Flyover Stock: Morningstar (MORN)
From mutual fund ratings to data powerhouse: How Morningstar became an essential tool for investment professionals
As familiar as Morningstar is to retail and institutional investors, it remains not well known among the general public. In fact, when I worked for Morningstar a decade ago, it was not uncommon for people I’d meet to ask if I worked for Morningstar the plant-based meat company.
Even among investors, many do not know that Morningstar is a publicly-traded company. Only three sell-side analysts cover the stock today. The stock’s relatively low liquidity, due to the large insider ownership, has something to do with it being overlooked versus peers like FactSet and S&P.
Morningstar indeed has Flyover Stock characteristics. Since it went public in 2005, it has since outpaced both the Nasdaq 100 and the S&P 500 trackers on a total return basis.

Joe Mansueto, who currently owns 35% of Morningstar stock and serves as executive chairman, founded Morningstar in 1984 from his North Side Chicago apartment. He chose the name Morningstar from the final line of Thoreau’s Walden: “The sun is but a morning star.”
The now-iconic Morningstar logo was a massive early investment for Mansueto who wanted renowned minimalist designer Paul Rand to create something special. Rand, who had designed the IBM, UPS, and Westinghouse logos, styled the “O” in Morningstar to be a rising sun, illuminating the opaque financial industry.
The mid-80s marked the dawn of the mutual fund era and gathering and centralizing data from the various fund companies was a cumbersome process. Back then, you had to write to each fund or call them to request information and wait for it to arrive. Comparing fund options for a client could take weeks.

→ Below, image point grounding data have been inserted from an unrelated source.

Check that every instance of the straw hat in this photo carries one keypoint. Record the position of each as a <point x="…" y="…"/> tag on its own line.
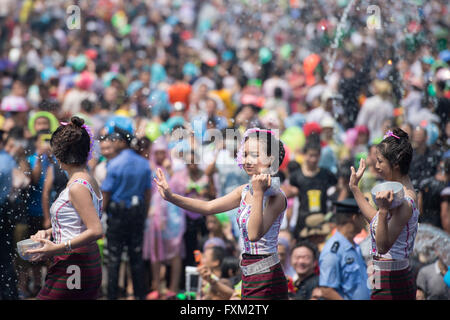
<point x="315" y="226"/>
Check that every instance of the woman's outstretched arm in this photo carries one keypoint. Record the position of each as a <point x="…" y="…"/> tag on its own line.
<point x="367" y="210"/>
<point x="222" y="204"/>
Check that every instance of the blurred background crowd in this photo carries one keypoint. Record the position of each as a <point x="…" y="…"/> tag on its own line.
<point x="330" y="76"/>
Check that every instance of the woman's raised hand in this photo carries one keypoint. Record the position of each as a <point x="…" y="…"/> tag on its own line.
<point x="261" y="182"/>
<point x="356" y="175"/>
<point x="163" y="186"/>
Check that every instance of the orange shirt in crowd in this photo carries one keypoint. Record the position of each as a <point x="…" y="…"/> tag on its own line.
<point x="179" y="91"/>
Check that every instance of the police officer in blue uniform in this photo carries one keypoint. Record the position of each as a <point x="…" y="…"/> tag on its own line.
<point x="343" y="271"/>
<point x="126" y="198"/>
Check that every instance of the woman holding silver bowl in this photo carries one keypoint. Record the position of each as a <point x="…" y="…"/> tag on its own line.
<point x="393" y="226"/>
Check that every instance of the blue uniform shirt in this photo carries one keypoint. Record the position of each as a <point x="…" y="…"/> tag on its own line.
<point x="127" y="175"/>
<point x="7" y="164"/>
<point x="35" y="192"/>
<point x="342" y="267"/>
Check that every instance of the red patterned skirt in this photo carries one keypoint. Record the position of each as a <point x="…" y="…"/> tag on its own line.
<point x="270" y="285"/>
<point x="74" y="276"/>
<point x="395" y="285"/>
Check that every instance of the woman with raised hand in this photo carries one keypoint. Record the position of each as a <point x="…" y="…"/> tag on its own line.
<point x="75" y="216"/>
<point x="259" y="215"/>
<point x="392" y="230"/>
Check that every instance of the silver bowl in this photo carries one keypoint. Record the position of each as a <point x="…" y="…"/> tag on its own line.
<point x="396" y="187"/>
<point x="25" y="245"/>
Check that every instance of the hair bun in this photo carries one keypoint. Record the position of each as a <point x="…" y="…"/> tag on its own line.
<point x="77" y="121"/>
<point x="400" y="133"/>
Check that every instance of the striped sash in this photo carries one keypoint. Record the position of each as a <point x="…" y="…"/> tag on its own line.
<point x="270" y="285"/>
<point x="61" y="282"/>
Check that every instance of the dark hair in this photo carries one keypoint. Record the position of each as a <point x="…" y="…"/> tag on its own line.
<point x="447" y="165"/>
<point x="307" y="244"/>
<point x="71" y="143"/>
<point x="229" y="263"/>
<point x="270" y="141"/>
<point x="397" y="150"/>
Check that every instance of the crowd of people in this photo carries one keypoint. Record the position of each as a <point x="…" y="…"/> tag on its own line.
<point x="139" y="72"/>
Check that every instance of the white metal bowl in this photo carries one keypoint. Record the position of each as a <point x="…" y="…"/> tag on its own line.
<point x="396" y="187"/>
<point x="25" y="245"/>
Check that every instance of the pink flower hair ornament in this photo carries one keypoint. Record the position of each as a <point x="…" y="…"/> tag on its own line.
<point x="390" y="134"/>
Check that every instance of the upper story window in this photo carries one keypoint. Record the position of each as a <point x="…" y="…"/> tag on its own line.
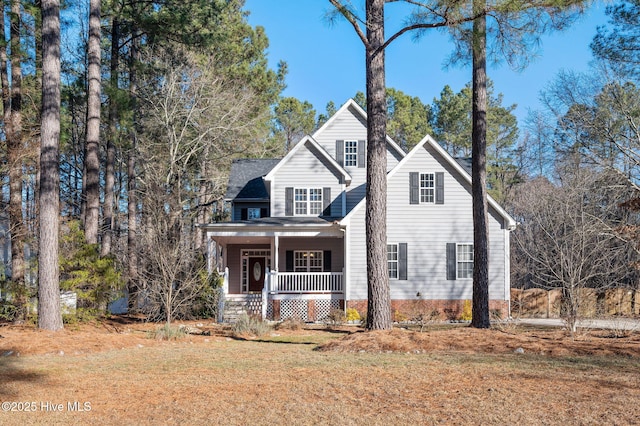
<point x="464" y="257"/>
<point x="427" y="187"/>
<point x="307" y="201"/>
<point x="351" y="153"/>
<point x="392" y="260"/>
<point x="308" y="261"/>
<point x="253" y="213"/>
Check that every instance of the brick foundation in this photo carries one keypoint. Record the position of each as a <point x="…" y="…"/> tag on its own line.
<point x="407" y="310"/>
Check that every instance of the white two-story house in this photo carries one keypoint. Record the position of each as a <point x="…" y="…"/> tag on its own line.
<point x="295" y="245"/>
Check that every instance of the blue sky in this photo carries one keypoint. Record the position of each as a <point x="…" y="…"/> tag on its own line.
<point x="326" y="61"/>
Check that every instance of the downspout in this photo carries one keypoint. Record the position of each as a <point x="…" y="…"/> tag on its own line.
<point x="345" y="268"/>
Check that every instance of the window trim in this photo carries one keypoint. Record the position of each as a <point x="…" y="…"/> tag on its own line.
<point x="460" y="262"/>
<point x="395" y="261"/>
<point x="254" y="209"/>
<point x="427" y="192"/>
<point x="350" y="149"/>
<point x="318" y="255"/>
<point x="312" y="207"/>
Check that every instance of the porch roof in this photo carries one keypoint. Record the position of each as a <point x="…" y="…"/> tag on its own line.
<point x="276" y="226"/>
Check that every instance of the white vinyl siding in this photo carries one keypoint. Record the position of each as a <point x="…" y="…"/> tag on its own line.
<point x="427" y="231"/>
<point x="350" y="126"/>
<point x="307" y="170"/>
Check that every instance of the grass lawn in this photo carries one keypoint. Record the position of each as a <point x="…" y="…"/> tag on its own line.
<point x="441" y="376"/>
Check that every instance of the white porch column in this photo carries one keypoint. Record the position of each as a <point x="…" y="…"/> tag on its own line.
<point x="276" y="252"/>
<point x="225" y="281"/>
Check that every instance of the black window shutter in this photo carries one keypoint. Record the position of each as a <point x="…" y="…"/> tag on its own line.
<point x="326" y="201"/>
<point x="362" y="153"/>
<point x="340" y="152"/>
<point x="326" y="261"/>
<point x="288" y="201"/>
<point x="289" y="261"/>
<point x="451" y="261"/>
<point x="439" y="188"/>
<point x="402" y="261"/>
<point x="414" y="188"/>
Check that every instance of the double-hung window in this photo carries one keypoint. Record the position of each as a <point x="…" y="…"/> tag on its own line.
<point x="464" y="258"/>
<point x="308" y="261"/>
<point x="427" y="187"/>
<point x="253" y="213"/>
<point x="307" y="201"/>
<point x="351" y="153"/>
<point x="392" y="260"/>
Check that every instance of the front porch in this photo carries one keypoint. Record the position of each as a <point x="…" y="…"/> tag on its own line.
<point x="281" y="268"/>
<point x="309" y="297"/>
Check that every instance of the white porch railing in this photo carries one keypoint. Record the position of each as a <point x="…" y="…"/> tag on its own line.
<point x="305" y="282"/>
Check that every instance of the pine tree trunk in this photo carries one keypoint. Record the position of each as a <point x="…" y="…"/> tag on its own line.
<point x="49" y="316"/>
<point x="480" y="305"/>
<point x="379" y="299"/>
<point x="92" y="161"/>
<point x="132" y="285"/>
<point x="109" y="183"/>
<point x="15" y="157"/>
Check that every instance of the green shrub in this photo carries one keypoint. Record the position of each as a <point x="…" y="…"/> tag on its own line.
<point x="167" y="332"/>
<point x="252" y="325"/>
<point x="290" y="324"/>
<point x="467" y="313"/>
<point x="335" y="318"/>
<point x="8" y="311"/>
<point x="352" y="314"/>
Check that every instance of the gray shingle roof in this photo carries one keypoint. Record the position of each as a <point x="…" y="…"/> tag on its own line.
<point x="465" y="162"/>
<point x="245" y="178"/>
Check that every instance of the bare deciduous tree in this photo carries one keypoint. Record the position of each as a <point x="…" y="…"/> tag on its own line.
<point x="569" y="235"/>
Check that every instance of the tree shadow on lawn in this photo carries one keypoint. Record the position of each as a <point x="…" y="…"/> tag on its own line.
<point x="11" y="372"/>
<point x="296" y="338"/>
<point x="278" y="341"/>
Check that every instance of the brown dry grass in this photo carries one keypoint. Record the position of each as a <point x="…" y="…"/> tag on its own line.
<point x="449" y="375"/>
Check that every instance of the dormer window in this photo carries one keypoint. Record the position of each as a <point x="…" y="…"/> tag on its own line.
<point x="253" y="213"/>
<point x="307" y="201"/>
<point x="351" y="153"/>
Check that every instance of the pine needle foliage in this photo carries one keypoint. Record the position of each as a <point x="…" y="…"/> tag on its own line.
<point x="96" y="280"/>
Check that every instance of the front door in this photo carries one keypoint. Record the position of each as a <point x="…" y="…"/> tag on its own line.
<point x="256" y="273"/>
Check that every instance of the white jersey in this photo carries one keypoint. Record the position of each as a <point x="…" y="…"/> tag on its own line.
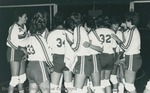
<point x="80" y="36"/>
<point x="132" y="43"/>
<point x="37" y="49"/>
<point x="70" y="56"/>
<point x="104" y="35"/>
<point x="120" y="36"/>
<point x="94" y="41"/>
<point x="16" y="35"/>
<point x="56" y="41"/>
<point x="45" y="33"/>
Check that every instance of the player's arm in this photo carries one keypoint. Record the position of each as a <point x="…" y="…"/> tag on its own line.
<point x="77" y="39"/>
<point x="94" y="47"/>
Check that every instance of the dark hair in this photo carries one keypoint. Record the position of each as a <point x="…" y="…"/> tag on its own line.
<point x="90" y="22"/>
<point x="69" y="23"/>
<point x="115" y="20"/>
<point x="133" y="17"/>
<point x="103" y="20"/>
<point x="38" y="23"/>
<point x="78" y="19"/>
<point x="58" y="19"/>
<point x="18" y="13"/>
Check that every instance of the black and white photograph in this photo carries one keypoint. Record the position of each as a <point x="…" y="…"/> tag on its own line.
<point x="74" y="46"/>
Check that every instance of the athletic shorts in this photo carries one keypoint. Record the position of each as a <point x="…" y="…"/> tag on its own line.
<point x="14" y="55"/>
<point x="107" y="61"/>
<point x="37" y="72"/>
<point x="133" y="62"/>
<point x="59" y="64"/>
<point x="87" y="65"/>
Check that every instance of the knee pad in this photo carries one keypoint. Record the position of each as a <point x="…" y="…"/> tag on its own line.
<point x="105" y="83"/>
<point x="113" y="79"/>
<point x="148" y="85"/>
<point x="14" y="81"/>
<point x="22" y="78"/>
<point x="129" y="87"/>
<point x="97" y="89"/>
<point x="68" y="85"/>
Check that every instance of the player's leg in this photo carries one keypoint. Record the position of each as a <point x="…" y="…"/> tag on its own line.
<point x="22" y="77"/>
<point x="14" y="66"/>
<point x="68" y="80"/>
<point x="147" y="87"/>
<point x="44" y="87"/>
<point x="14" y="57"/>
<point x="81" y="72"/>
<point x="133" y="63"/>
<point x="114" y="79"/>
<point x="96" y="76"/>
<point x="56" y="75"/>
<point x="33" y="88"/>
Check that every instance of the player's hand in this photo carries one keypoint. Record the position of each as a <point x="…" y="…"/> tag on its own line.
<point x="115" y="38"/>
<point x="25" y="57"/>
<point x="50" y="70"/>
<point x="86" y="44"/>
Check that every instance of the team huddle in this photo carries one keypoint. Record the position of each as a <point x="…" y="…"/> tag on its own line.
<point x="100" y="55"/>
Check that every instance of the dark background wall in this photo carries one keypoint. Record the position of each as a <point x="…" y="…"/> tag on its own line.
<point x="6" y="15"/>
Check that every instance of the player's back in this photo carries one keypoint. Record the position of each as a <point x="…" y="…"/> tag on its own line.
<point x="56" y="41"/>
<point x="105" y="37"/>
<point x="35" y="50"/>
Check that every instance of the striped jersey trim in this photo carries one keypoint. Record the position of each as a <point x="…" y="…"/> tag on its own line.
<point x="78" y="39"/>
<point x="96" y="35"/>
<point x="43" y="71"/>
<point x="9" y="38"/>
<point x="130" y="39"/>
<point x="48" y="62"/>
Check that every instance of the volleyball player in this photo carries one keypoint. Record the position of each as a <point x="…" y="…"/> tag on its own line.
<point x="56" y="43"/>
<point x="115" y="78"/>
<point x="131" y="46"/>
<point x="15" y="54"/>
<point x="147" y="87"/>
<point x="103" y="33"/>
<point x="38" y="56"/>
<point x="95" y="50"/>
<point x="69" y="55"/>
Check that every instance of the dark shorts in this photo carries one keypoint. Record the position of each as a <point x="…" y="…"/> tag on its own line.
<point x="59" y="64"/>
<point x="107" y="61"/>
<point x="37" y="72"/>
<point x="87" y="65"/>
<point x="133" y="62"/>
<point x="14" y="55"/>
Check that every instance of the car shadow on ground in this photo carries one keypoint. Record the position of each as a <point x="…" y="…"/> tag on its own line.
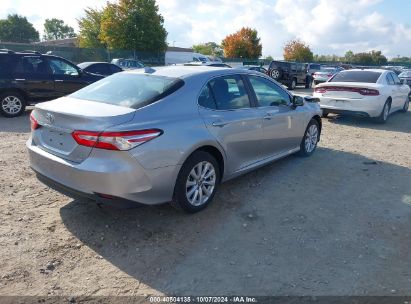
<point x="19" y="124"/>
<point x="299" y="226"/>
<point x="397" y="122"/>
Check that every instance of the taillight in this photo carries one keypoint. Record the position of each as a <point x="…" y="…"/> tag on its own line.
<point x="33" y="122"/>
<point x="362" y="91"/>
<point x="320" y="90"/>
<point x="115" y="140"/>
<point x="369" y="92"/>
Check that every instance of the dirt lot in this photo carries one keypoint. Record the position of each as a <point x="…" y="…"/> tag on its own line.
<point x="338" y="223"/>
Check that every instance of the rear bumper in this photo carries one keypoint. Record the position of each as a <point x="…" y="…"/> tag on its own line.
<point x="118" y="202"/>
<point x="346" y="112"/>
<point x="110" y="173"/>
<point x="368" y="106"/>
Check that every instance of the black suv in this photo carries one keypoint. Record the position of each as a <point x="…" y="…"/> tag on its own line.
<point x="290" y="74"/>
<point x="30" y="77"/>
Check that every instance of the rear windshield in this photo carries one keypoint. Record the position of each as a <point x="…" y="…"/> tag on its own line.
<point x="328" y="69"/>
<point x="356" y="76"/>
<point x="129" y="90"/>
<point x="405" y="74"/>
<point x="315" y="66"/>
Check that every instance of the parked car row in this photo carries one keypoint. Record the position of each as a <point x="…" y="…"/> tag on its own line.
<point x="372" y="93"/>
<point x="30" y="77"/>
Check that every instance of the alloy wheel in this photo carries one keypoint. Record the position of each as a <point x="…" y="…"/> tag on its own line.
<point x="200" y="183"/>
<point x="386" y="112"/>
<point x="11" y="105"/>
<point x="311" y="138"/>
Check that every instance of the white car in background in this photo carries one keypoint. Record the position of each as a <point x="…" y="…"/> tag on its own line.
<point x="370" y="93"/>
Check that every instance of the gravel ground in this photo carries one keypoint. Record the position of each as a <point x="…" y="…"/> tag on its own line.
<point x="337" y="223"/>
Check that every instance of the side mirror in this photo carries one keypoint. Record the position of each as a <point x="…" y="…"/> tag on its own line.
<point x="311" y="99"/>
<point x="298" y="101"/>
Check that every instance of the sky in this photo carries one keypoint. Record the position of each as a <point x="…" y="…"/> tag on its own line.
<point x="328" y="26"/>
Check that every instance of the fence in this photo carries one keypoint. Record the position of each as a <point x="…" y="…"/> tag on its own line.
<point x="77" y="55"/>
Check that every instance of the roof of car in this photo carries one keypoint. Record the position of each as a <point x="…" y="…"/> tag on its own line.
<point x="179" y="71"/>
<point x="88" y="63"/>
<point x="368" y="70"/>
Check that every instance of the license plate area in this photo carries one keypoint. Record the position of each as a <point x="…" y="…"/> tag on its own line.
<point x="57" y="140"/>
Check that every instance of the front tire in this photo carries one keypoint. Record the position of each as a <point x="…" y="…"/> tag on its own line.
<point x="310" y="139"/>
<point x="196" y="183"/>
<point x="12" y="104"/>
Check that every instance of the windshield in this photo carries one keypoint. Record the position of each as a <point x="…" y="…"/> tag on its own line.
<point x="405" y="74"/>
<point x="129" y="90"/>
<point x="356" y="76"/>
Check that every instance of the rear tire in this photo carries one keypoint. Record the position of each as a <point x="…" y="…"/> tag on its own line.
<point x="406" y="105"/>
<point x="196" y="183"/>
<point x="384" y="113"/>
<point x="12" y="104"/>
<point x="308" y="83"/>
<point x="310" y="139"/>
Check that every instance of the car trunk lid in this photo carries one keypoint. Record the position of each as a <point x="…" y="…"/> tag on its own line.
<point x="352" y="90"/>
<point x="59" y="118"/>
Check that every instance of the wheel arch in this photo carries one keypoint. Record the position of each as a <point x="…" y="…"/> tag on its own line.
<point x="320" y="123"/>
<point x="213" y="151"/>
<point x="15" y="90"/>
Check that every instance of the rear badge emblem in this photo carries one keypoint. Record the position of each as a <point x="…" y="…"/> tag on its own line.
<point x="50" y="118"/>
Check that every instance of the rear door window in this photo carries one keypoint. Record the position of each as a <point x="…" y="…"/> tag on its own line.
<point x="229" y="93"/>
<point x="390" y="80"/>
<point x="206" y="98"/>
<point x="60" y="67"/>
<point x="115" y="69"/>
<point x="99" y="68"/>
<point x="396" y="79"/>
<point x="356" y="76"/>
<point x="32" y="65"/>
<point x="7" y="63"/>
<point x="268" y="94"/>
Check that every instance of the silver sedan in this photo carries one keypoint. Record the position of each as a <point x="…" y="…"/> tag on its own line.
<point x="169" y="134"/>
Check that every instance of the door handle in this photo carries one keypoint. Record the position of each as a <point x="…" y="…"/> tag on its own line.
<point x="219" y="123"/>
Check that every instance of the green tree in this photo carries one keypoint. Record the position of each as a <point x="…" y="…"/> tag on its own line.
<point x="16" y="28"/>
<point x="243" y="44"/>
<point x="133" y="25"/>
<point x="56" y="29"/>
<point x="349" y="56"/>
<point x="296" y="50"/>
<point x="401" y="59"/>
<point x="90" y="29"/>
<point x="208" y="48"/>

Mansueto, a former Harris Associates analyst, recognized the opportunity and gained traction with early mutual fund investors who were eager for better data. As Morningstar's printed reports and newsletters on mutual funds grew in popularity, mutual fund companies began voluntarily sending their data to be included.

It turned out that collecting and centralizing financial data was a pretty good business. Morningstar only snowballed from there, expanding service offerings to just about every corner of the global financial markets over the subsequent 41 years.
While Morningstar has been a successful business by any measure over four decades, it faces new challenges and opportunities today. Let’s take a closer look at its moat, management, valuation, and other important factors.
Key Data
Headquarters: Chicago, Illinois
Market cap: $12.7 billion
2024 Revenue: $2.3 billion
P/E (ntm): 33x
Analyst coverage: 3
Business overview
Morningstar has five reporting segments:
Data & Analytics: Is primarily license-based subscription revenue and includes Morningstar Direct, Morningstar Data, Morningstar Research. Direct is Morningstar’s largest product by revenue, generating an estimated $224 million in 2024. It enables asset managers, RIAs, and institutional investors to do deep fund analysis, performance attribution, and customizable reporting. Direct’s primary competitors are Bloomberg, FactSet, Refinitiv, and S&P Global. Morningstar Data includes the famous Morningstar Style Box, Ratings, and other proprietary metrics. Morningstar has a deep database of managed investment data, industry statistics, and ownership data. This segment is the core of Morningstar’s economic moat, discussed in greater detail below.